UK inflation experienced an unexpected decrease to 2.8 percent in February, providing a boost to Chancellor Rachel Reeves as she prepares to present a pivotal Spring Statement. The annual increase in consumer prices, announced by the Office for National Statistics on Wednesday, fell short of the 2.9 percent predicted by economists surveyed by Reuters and lower than the 3 percent recorded in January.
The decline in inflation was primarily influenced by a reduction in clothing prices, which decreased by 0.6 percent over the 12 months leading to February. This development occurs as Reeves is set to propose over £10 billion in spending cuts aimed at addressing a deficit in public finances that has resulted from slow economic growth and rising borrowing costs.

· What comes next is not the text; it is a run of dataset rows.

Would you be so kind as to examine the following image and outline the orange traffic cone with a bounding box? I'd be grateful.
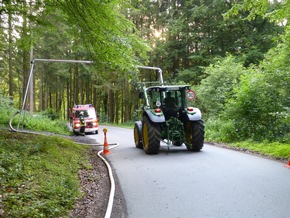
[103,128,111,155]
[284,154,290,168]
[284,154,290,169]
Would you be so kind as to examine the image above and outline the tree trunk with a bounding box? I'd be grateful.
[67,75,70,120]
[123,80,131,123]
[39,67,43,111]
[8,6,13,99]
[74,63,79,104]
[115,90,119,123]
[108,88,114,122]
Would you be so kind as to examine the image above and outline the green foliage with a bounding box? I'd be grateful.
[201,44,289,143]
[197,31,290,142]
[9,112,69,135]
[198,55,248,117]
[205,118,290,159]
[0,93,16,124]
[41,108,60,120]
[57,0,149,71]
[0,130,90,217]
[23,114,69,134]
[221,40,290,142]
[205,117,236,143]
[230,140,290,160]
[261,41,290,110]
[0,94,70,135]
[223,71,284,141]
[144,0,282,78]
[224,0,290,23]
[174,68,204,85]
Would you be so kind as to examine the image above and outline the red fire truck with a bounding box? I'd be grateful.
[70,104,99,135]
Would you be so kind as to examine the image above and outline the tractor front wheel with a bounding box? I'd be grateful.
[142,116,160,154]
[184,120,204,151]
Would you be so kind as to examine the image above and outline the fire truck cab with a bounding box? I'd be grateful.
[70,104,99,135]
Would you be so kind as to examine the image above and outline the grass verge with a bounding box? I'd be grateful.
[204,117,290,160]
[230,140,290,160]
[10,112,71,135]
[0,129,90,217]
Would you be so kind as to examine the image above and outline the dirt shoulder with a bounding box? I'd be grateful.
[66,135,127,218]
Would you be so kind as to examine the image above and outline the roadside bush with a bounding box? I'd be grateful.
[201,45,290,143]
[0,93,69,134]
[41,108,60,120]
[198,55,248,117]
[205,117,236,142]
[20,113,70,135]
[98,112,110,123]
[222,69,289,142]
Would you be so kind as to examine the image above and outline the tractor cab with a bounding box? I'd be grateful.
[144,85,196,120]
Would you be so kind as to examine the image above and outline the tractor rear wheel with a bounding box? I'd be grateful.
[134,121,143,149]
[142,116,160,154]
[184,120,204,151]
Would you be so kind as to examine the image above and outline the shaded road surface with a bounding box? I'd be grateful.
[93,125,290,218]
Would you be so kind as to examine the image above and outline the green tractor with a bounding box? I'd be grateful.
[134,66,204,154]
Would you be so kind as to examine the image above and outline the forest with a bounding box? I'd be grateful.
[0,0,289,143]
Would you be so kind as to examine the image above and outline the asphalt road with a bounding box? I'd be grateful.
[93,125,290,218]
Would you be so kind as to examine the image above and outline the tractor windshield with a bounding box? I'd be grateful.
[146,86,190,109]
[147,90,182,109]
[162,91,182,109]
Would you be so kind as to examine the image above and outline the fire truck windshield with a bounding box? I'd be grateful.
[76,110,89,118]
[87,110,96,119]
[75,110,96,118]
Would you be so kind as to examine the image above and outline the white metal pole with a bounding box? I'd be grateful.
[17,60,35,130]
[137,66,164,85]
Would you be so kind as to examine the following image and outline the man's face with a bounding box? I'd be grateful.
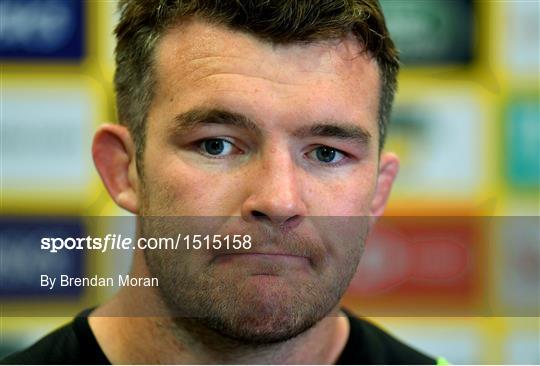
[140,19,383,343]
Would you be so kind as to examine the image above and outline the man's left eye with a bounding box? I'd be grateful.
[308,146,346,165]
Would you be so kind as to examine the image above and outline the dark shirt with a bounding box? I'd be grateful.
[2,308,436,364]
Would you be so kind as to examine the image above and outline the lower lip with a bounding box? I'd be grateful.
[213,253,309,267]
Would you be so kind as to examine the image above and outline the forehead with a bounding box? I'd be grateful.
[150,18,381,134]
[157,18,373,70]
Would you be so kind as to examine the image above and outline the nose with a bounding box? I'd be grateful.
[241,148,307,230]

Ongoing price pressures have led the Bank of England to adopt a “gradual” approach to reducing interest rates, despite the sluggish economic growth. Last week, the central bank maintained rates at 4.5 percent. According to the ONS, services inflation, an essential indicator of underlying price pressures for policymakers, remained steady at 5 percent in February. Economists had anticipated a slight decrease to 4.9 percent.
Joe Nellis, an economic adviser at the accountancy firm MHA, noted that the decline in headline inflation was “a welcome surprise for the government ahead of the Spring Statement.” However, he indicated that this drop is unlikely to reverse the Bank of England’s recent cautious strategy toward cutting rates. Following the data release, the pound weakened by 0.2 percent to $1.292.